How unisex toilets helped me win at the internet

I won at the internet last month. They emailed to tell me. ‘They’ being a company called metr.ic and the email said that from among 150,000 daily news articles, mine was one of the top 100 most commented on. It was clearly a slow news day.
That said, the topic of the piece was gendered school uniforms and gendered toilets. My view: why not have unisex versions of both?
People didn’t agree.
guardian loos
Commentors typically liked one and not the other – but then struggled to explain why. Most looked to be proving Jonathan Haidt’s well-worn theory that people react emotionally to an idea and then post-rationalise the feelings with any spurious claim they can muster. My favourites were the people who said unisex toilets were a bad idea because they would cause bullying – as if same-sex bullying hasn’t happened for years in single sex toilets. (The idea, I guess, being that cross-gender bullying is worse but without any real reason of why this is the case. Also, the layout of toilet I described reduces bullying because the washrooms are open to public view).
On uniforms I was annoyed not to have mentioned that the school where I taught also stopped girls from wearing trousers. I believe they still do. So to all the commentors who said “NO SCHOOLS MAKE GIRLS WEAR SKIRTS” – you are wrong.
There was the fair question of whether non-gendered uniforms simply means “let’s make everyone dress like men”. Although I liked Sandra Leaton Gray’s suggestion, via twitter, of a uniform consisting of a choice between t-shirt, collared shirt, trousers and kilts. Uni-sex, all the way!
It’s a topic to keep pondering though. Arbitrary gender divides are everywhere. I constantly hear people of my own generation, who are now parents, making unthinking remarks such as “he’s a boy, of course he’s going to be naught”, or “girls are just so sensitive”, blah blah. These comments horrify me because they’re lazy thinking. Being a boy doesn’t make you naughty, being a girl doesn’t make you sensitive.
Still, shouldn’t say that too loud. Wouldn’t want to break the internet with all the angry howls.

3 Replies to “How unisex toilets helped me win at the internet”

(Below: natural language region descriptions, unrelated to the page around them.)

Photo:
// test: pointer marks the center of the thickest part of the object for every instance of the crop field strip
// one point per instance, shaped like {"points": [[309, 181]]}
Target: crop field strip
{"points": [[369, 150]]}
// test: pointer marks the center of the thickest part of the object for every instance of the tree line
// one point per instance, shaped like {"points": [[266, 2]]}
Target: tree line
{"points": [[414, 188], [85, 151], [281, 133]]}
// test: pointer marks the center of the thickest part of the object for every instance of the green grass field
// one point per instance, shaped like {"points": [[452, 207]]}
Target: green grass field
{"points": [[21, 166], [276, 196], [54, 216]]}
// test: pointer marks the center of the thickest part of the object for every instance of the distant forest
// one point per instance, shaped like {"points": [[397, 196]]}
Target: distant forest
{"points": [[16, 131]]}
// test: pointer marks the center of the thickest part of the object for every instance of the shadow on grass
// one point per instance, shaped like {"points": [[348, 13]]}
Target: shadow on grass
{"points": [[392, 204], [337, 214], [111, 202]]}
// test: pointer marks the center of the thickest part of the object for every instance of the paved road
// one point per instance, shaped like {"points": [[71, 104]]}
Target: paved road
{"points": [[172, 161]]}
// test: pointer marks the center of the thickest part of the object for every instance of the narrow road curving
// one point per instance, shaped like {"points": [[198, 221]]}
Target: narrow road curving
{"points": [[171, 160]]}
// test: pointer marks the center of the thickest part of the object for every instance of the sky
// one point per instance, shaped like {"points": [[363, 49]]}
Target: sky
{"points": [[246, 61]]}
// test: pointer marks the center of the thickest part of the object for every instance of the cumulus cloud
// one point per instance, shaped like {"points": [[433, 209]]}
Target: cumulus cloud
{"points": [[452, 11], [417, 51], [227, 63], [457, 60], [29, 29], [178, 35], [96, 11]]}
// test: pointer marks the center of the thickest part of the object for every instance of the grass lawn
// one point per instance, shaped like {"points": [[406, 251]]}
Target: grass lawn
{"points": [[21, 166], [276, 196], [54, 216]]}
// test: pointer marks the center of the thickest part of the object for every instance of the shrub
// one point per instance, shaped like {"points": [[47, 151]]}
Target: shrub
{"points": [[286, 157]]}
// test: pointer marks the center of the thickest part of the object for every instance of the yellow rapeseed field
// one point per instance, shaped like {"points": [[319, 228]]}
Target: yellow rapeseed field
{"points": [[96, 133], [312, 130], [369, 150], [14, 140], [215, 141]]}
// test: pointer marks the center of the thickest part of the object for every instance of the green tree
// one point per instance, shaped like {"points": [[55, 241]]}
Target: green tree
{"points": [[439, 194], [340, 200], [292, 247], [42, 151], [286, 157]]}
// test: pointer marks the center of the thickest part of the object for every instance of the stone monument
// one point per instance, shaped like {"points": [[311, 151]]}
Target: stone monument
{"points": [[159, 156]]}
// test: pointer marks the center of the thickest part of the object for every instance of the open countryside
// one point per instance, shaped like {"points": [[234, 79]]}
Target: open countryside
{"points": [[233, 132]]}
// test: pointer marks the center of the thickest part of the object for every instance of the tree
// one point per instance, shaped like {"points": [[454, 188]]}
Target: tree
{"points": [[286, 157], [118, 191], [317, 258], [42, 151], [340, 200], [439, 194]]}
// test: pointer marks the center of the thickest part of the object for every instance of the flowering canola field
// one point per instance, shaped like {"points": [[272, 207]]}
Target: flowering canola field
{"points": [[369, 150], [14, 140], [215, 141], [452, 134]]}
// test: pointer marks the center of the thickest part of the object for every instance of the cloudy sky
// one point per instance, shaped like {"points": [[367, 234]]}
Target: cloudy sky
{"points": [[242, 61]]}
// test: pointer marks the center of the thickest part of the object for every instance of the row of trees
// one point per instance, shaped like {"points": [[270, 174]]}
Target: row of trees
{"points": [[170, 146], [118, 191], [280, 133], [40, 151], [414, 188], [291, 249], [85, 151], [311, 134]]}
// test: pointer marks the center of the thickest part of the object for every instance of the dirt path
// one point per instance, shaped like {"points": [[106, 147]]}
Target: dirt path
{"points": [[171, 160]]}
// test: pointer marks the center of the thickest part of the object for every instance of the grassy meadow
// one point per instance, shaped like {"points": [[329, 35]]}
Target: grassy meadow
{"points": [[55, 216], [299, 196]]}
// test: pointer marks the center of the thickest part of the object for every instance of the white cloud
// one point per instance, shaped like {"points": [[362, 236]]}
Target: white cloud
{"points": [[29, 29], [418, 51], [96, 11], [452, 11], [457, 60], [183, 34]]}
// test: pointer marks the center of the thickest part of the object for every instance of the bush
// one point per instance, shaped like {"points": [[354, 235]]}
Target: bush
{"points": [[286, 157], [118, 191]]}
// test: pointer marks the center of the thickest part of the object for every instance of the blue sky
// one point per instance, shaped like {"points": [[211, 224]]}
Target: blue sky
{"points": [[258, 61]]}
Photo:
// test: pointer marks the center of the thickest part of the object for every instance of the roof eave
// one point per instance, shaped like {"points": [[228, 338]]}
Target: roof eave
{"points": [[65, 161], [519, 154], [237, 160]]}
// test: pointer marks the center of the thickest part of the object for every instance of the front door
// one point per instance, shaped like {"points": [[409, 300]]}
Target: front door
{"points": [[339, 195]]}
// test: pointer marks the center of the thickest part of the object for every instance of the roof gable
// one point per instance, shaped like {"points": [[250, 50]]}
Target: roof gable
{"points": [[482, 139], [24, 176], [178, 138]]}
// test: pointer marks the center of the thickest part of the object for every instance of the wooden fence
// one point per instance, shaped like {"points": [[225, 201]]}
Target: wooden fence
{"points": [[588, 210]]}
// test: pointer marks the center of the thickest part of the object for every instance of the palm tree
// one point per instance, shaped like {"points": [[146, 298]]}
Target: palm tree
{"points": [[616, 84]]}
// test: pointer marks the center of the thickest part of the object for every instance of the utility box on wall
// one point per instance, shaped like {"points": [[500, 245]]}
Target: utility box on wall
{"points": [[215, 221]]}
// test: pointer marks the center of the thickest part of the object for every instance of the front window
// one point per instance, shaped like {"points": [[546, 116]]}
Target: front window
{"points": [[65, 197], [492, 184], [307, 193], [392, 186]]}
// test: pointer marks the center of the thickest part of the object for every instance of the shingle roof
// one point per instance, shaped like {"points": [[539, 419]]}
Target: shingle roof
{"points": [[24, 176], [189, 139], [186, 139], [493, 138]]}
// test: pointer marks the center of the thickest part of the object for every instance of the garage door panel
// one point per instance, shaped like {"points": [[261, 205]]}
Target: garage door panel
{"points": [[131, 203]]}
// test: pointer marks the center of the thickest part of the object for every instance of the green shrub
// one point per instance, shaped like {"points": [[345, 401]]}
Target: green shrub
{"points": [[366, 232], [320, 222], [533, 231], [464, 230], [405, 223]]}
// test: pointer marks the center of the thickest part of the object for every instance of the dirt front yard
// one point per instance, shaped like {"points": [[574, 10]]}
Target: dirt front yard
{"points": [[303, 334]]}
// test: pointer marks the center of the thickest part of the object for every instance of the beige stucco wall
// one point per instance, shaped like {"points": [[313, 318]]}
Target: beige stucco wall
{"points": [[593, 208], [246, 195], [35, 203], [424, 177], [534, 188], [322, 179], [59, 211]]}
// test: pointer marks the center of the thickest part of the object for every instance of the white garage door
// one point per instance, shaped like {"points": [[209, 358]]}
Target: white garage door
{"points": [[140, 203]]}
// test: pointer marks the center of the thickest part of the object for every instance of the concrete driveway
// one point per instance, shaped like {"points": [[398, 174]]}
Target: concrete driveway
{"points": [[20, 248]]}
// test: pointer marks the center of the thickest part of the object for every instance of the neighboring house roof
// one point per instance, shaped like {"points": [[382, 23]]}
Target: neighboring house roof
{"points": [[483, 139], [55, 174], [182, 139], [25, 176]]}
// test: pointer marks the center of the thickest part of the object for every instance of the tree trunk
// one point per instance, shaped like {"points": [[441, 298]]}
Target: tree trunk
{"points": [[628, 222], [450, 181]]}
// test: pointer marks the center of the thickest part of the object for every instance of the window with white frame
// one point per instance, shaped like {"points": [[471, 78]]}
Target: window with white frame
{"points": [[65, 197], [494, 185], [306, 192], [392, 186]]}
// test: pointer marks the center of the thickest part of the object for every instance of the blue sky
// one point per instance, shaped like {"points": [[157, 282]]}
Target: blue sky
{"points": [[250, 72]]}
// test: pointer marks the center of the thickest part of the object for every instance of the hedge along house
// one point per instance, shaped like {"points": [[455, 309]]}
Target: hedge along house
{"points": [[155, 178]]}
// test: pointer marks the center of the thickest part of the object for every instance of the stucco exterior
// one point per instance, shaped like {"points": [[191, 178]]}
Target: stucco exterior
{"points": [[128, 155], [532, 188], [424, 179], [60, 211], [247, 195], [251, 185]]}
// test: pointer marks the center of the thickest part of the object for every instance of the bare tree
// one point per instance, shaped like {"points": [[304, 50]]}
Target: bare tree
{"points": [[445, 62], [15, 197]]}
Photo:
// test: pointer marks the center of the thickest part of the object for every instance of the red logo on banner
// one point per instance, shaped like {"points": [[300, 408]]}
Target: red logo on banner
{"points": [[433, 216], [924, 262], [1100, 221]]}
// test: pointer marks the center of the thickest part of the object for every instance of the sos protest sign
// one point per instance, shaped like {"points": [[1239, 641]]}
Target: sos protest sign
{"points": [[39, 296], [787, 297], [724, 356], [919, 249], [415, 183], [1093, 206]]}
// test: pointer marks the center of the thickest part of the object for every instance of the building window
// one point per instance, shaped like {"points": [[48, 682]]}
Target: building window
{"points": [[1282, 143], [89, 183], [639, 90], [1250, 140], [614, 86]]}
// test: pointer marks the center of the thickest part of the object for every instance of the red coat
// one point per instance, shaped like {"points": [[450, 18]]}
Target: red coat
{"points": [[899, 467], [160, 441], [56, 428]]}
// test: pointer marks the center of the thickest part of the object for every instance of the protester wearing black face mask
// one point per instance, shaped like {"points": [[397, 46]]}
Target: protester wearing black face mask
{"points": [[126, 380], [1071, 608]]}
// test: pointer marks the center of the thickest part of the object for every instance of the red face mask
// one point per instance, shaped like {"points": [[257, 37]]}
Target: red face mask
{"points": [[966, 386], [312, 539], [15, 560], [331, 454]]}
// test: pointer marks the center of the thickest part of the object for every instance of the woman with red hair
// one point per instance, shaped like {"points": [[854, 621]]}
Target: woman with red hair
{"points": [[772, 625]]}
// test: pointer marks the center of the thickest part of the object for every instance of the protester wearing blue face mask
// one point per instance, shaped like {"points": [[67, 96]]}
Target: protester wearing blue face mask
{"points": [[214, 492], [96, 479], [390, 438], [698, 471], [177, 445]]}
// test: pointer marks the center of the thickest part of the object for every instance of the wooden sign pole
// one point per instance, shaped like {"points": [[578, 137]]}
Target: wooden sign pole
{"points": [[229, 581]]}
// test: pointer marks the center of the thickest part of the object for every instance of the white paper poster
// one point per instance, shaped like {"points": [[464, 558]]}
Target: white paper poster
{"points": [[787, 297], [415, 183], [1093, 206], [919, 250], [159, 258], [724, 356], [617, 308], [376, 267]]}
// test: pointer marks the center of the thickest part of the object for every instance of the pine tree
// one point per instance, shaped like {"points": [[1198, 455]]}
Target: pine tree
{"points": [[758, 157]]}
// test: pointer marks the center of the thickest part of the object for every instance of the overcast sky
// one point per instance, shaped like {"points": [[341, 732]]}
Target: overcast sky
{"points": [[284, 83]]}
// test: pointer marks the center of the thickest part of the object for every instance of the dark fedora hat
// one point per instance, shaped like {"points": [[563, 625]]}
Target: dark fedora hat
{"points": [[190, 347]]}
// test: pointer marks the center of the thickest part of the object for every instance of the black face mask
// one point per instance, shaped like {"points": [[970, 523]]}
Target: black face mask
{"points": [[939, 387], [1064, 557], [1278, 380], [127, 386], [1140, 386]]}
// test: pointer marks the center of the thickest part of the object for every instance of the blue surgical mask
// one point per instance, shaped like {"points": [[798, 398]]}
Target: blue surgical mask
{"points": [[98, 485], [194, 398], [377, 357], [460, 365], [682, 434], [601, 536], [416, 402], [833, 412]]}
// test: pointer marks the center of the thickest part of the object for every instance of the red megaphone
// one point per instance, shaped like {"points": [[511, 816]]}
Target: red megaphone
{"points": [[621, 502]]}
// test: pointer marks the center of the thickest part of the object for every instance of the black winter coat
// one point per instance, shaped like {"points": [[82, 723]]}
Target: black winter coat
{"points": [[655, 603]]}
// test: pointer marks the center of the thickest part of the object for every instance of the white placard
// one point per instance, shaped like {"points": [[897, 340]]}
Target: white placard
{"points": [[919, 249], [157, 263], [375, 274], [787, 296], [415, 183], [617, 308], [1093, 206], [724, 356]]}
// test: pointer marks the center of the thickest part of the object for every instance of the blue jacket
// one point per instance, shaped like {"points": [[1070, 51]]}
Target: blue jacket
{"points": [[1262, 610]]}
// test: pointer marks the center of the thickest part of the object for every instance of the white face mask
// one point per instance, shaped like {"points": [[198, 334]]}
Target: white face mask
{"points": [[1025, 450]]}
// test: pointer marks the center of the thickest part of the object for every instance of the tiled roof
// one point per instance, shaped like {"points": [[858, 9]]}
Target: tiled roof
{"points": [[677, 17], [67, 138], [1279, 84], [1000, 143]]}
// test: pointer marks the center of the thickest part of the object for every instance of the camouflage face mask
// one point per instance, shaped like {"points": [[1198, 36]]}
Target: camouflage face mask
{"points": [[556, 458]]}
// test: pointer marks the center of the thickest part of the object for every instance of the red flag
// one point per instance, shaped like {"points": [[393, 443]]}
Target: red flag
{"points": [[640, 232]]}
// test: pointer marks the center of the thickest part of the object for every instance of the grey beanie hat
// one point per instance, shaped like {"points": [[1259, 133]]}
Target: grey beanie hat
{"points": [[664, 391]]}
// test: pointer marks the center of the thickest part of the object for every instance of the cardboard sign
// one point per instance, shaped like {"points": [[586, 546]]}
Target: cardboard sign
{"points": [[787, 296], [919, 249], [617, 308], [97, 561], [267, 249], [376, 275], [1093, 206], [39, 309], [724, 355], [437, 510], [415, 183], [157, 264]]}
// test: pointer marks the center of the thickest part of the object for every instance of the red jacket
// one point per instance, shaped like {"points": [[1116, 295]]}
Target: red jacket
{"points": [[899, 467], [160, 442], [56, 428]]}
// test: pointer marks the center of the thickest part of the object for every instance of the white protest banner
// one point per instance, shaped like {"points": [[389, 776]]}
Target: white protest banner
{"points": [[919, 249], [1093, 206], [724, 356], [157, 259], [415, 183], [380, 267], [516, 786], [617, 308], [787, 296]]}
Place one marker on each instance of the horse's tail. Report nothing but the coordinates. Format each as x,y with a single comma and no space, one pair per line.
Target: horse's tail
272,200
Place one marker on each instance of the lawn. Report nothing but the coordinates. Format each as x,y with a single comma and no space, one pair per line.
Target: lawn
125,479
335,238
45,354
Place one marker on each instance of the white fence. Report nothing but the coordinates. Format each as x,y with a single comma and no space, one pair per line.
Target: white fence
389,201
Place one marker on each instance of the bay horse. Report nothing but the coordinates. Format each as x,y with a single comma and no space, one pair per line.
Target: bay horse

  1. No uniform at all is the easiest solution for me.
    The toilets issue is for me an question of design. I don’t beleieve it is reasonable to have inner cubicles and an outer waiting area with a door onto the corriidor that wasn’t watched by teachers, and I think it is unreasonable to have teachers watching the cubicle doors.
    Boys urinals are much more convenient and take less space I think.Having females in the same area would not be appropriate. No matter how much it is suggested that boys and girls are the same, I am afraid it isn’t true.
    I suspect that to enforce a girls must wear skirts rule would be illegal but I am sure there are some legal eagles out there whi actually know.

  2. “Being a boy doesn’t make you naughty”
    Not automatically, but on average, compared to girls, it does – very much so. Citation: crime by gender statistics.